Around 220 officers from Berlin were unceremoniously released from duty by the Hamburg authorities hosting the July 7-8 summit after they threw a wild party that involved public sex, brawling, urinating in a group and a bathrobe-clad female officer strip-dancing with her service weapon.
“Yes, we partied,” the Berlin police force acknowledged in a statement on Facebook.
Two officers were celebrating their birthdays, and their colleagues decided to throw a party inside the fenced-off grounds of their temporary container accommodation, the police department said.
“They drank, danced, pissed and, yes, apparently also bonked, as our press officer put it so well,” the police statement said.
But it said that “inside our uniforms are human beings” — young men and women who carry heavy responsibilities when on duty and who are usually “very professional”.
The Facebook post also sought to turn the unexpected attention into an opportunity to find new recruits.
“We invite you to get a personal picture of this professional work, and to convince yourselves that we are not the party police, but rather we are the capital’s professional police force,” it said.

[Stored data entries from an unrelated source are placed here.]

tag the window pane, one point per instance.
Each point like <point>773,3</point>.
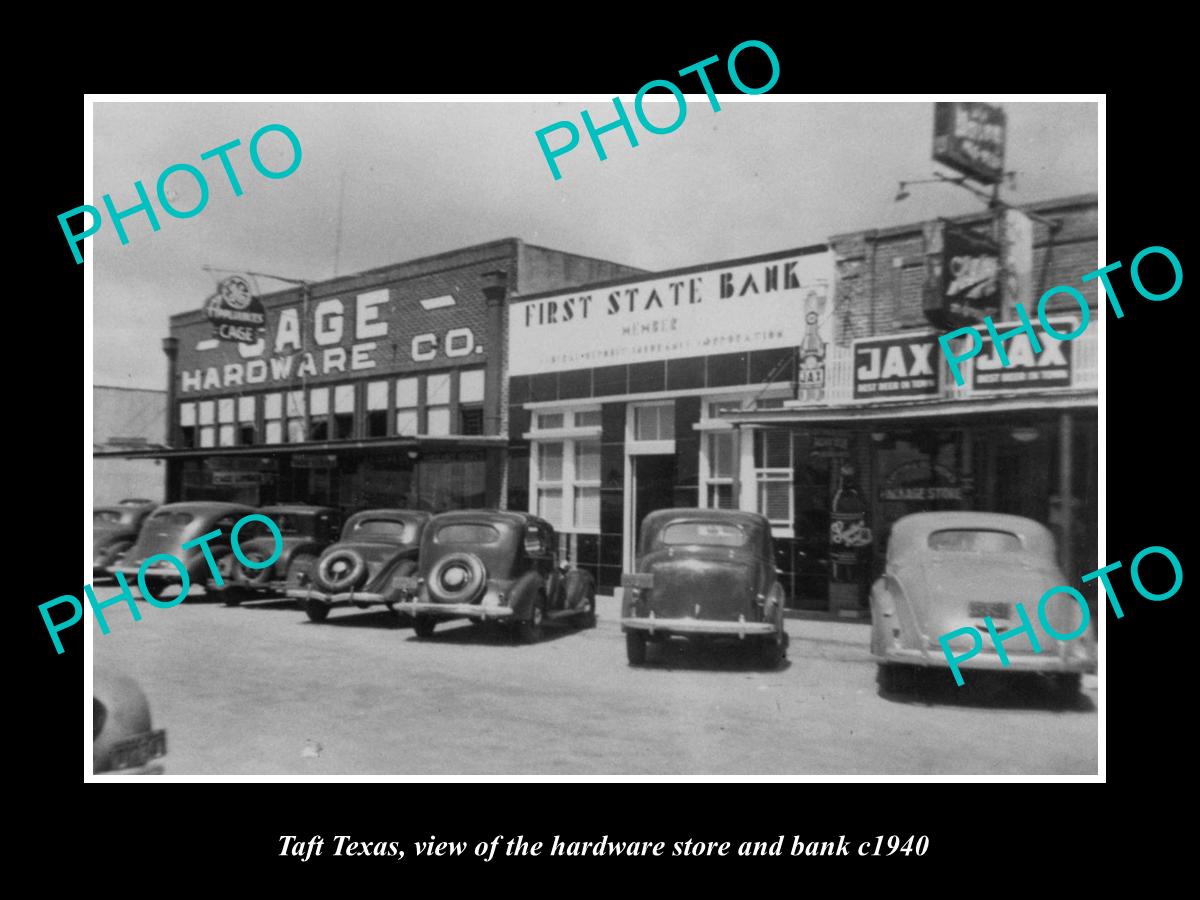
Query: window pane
<point>377,395</point>
<point>775,501</point>
<point>406,391</point>
<point>437,389</point>
<point>721,497</point>
<point>318,401</point>
<point>773,449</point>
<point>550,462</point>
<point>406,421</point>
<point>587,508</point>
<point>550,503</point>
<point>720,454</point>
<point>587,461</point>
<point>343,399</point>
<point>471,387</point>
<point>438,420</point>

The department also added a postscript apology to colleagues from North Rhine-Westphalia state, who shared the Berlin officers’ accommodation but did not join the party that reportedly went on until 6:30am.

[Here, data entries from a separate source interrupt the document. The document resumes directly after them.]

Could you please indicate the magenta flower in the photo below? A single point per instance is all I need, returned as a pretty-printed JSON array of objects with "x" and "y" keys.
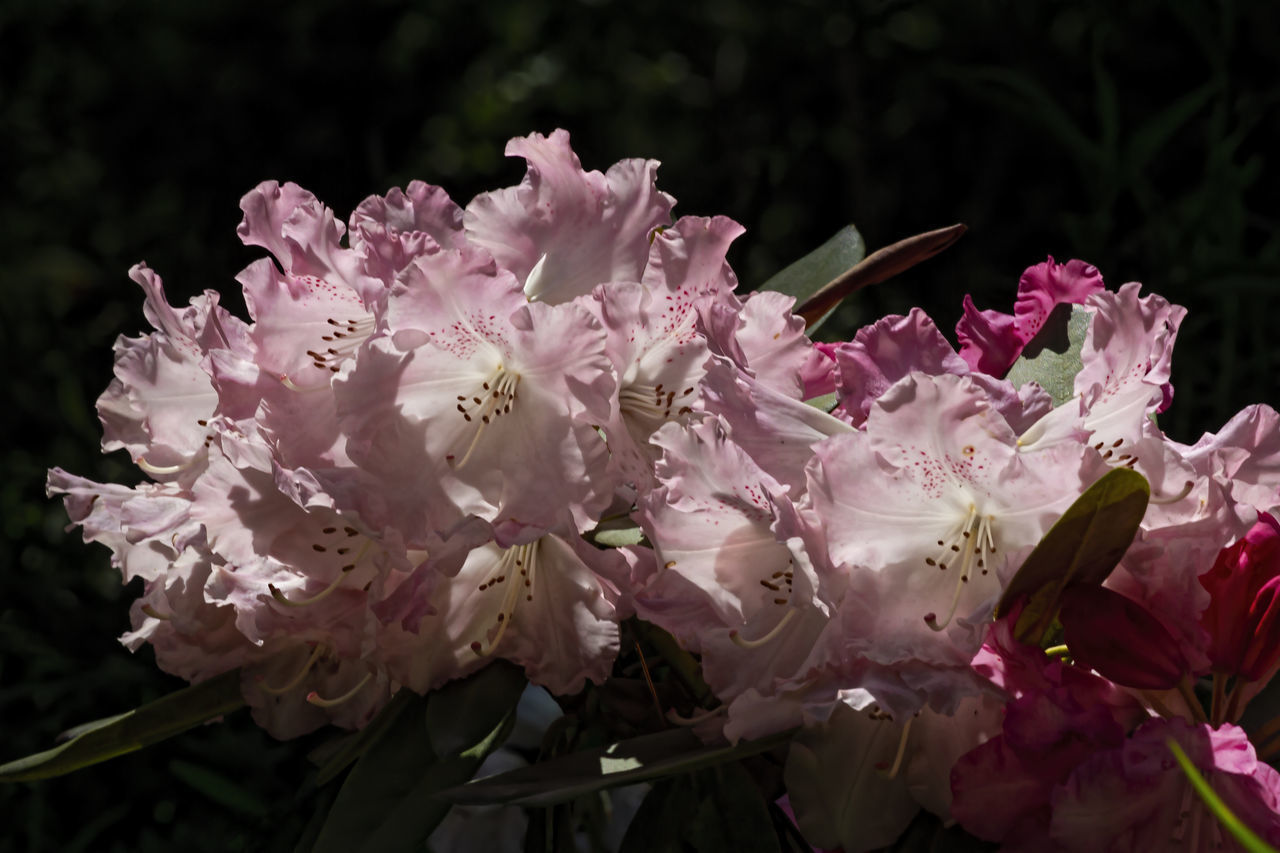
[
  {"x": 1136, "y": 798},
  {"x": 991, "y": 341},
  {"x": 1243, "y": 616}
]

Almost 20,000 police across Germany have been mobilised to help secure the meeting of world leaders in the northern port city of Hamburg that is expected to draw tens of thousands of anti-globalisation protesters.
Details of the Berlin officers’ exploits made the front pages of Germany’s biggest newspapers, while Twitter was abuzz with the hashtag #partypolizei.
Berlin’s top politicians voiced alarm, with the capital’s security chief Andreas Geisel saying that an inquiry would be launched and “consequences drawn”.
But colleagues in Frankfurt lauded their Berlin counterparts for their frank apology on Wednesday, tweeting #GoodJob and #Thumbsup.
The embarrassing incident also bolstered the force’s street cred, with the association representing Berlin’s world-renowned clubbing scene issuing a statement to celebrate the officers.
“Barely 10 days before the meeting of the world’s political elites, Berlin’s operation team has fulfilled its function as role models and organised a great party — traditionally costumed in uniforms, with music and excessive live performances,” Berlin’s Club Commission said.
In a tongue-in-cheek congratulatory message, the group’s spokesman Lutz Leichsenring promised: “We’re holding a few guest tickets for you in the club of your choice on your return.”